Eine solche Beschränkung des Gegenstandes des Berufungsverfahrens ist daraus, dass die Berufung am individuellen Vorbringen der Erstbeschwerdeführerin festhielt, aber nicht ableitbar. Die belangte Behörde hätte daher - ungeachtet des rechtskräftig gewährten Refoulementschutzes - umfassende und nicht bloß auf dieses individuelle Vorbringen beschränkte Feststellungen über die den beschwerdeführenden Parteien im Herkunftsstaat drohenden Gefahren treffen und deren Asylrelevanz überprüfen müssen. Ausführungen darüber, dass und weshalb die nach Meinung des Bundesasylamtes ausweglose Situation, in die die beschwerdeführenden Parteien im Falle einer Rückkehr in den Herkunftsstaat geraten würden, nicht die Folge des von der Erstbeschwerdeführerin u.a. behaupteten Umstandes sei, dass "die Tschetschenen ... überall in Russland verfolgt" würden, enthält der angefochtene Bescheid jedoch nicht. Dazu, dass solche Ausführungen nicht entbehrlich waren, kann mit Rücksicht auf die sehr ähnlichen Feststellungen des Bundesasylamtes gemäß § 43 Abs. 2 VwGG auf das hg. Erkenntnis vom 30. November 2006, Zl. 2006/19/0301, verwiesen werden.

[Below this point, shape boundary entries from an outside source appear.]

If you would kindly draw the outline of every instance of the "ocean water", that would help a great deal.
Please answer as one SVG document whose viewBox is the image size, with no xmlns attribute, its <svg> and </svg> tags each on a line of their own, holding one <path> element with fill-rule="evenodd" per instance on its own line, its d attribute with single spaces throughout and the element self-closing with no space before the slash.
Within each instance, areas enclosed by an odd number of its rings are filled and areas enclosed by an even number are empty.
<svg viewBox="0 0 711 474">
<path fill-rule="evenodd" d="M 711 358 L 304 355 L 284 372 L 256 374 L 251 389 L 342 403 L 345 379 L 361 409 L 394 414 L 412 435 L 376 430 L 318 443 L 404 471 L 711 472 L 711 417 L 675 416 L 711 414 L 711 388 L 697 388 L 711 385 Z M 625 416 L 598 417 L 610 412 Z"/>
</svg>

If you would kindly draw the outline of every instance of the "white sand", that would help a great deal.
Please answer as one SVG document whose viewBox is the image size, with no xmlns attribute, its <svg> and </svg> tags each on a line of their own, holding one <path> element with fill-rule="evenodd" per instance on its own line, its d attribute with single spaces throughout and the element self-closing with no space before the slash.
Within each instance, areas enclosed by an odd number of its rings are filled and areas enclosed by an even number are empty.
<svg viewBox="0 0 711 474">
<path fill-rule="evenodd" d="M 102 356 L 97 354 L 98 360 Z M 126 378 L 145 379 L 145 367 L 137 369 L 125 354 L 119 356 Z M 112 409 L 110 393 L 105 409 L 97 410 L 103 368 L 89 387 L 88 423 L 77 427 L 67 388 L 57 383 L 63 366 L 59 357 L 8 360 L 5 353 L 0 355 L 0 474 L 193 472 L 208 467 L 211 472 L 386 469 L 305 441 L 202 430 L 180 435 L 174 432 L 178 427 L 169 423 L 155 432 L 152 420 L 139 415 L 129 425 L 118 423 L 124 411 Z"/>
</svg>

Da die belangte Behörde dies nicht erkannt und sich in der Auseinandersetzung mit der Berufung der beschwerdeführenden Parteien zu Unrecht auf das individuelle Vorbringen der Erstbeschwerdeführerin beschränkt hat, waren die angefochtenen Bescheide gemäß § 42 Abs. 2 Z 1 VwGG wegen Rechtswidrigkeit ihres Inhaltes aufzuheben.
Der Ausspruch über den Aufwandersatz im Ausmaß des Begehrens gründet sich auf die §§ 47 ff VwGG in Verbindung mit der VwGH-Aufwandersatzverordnung 2003.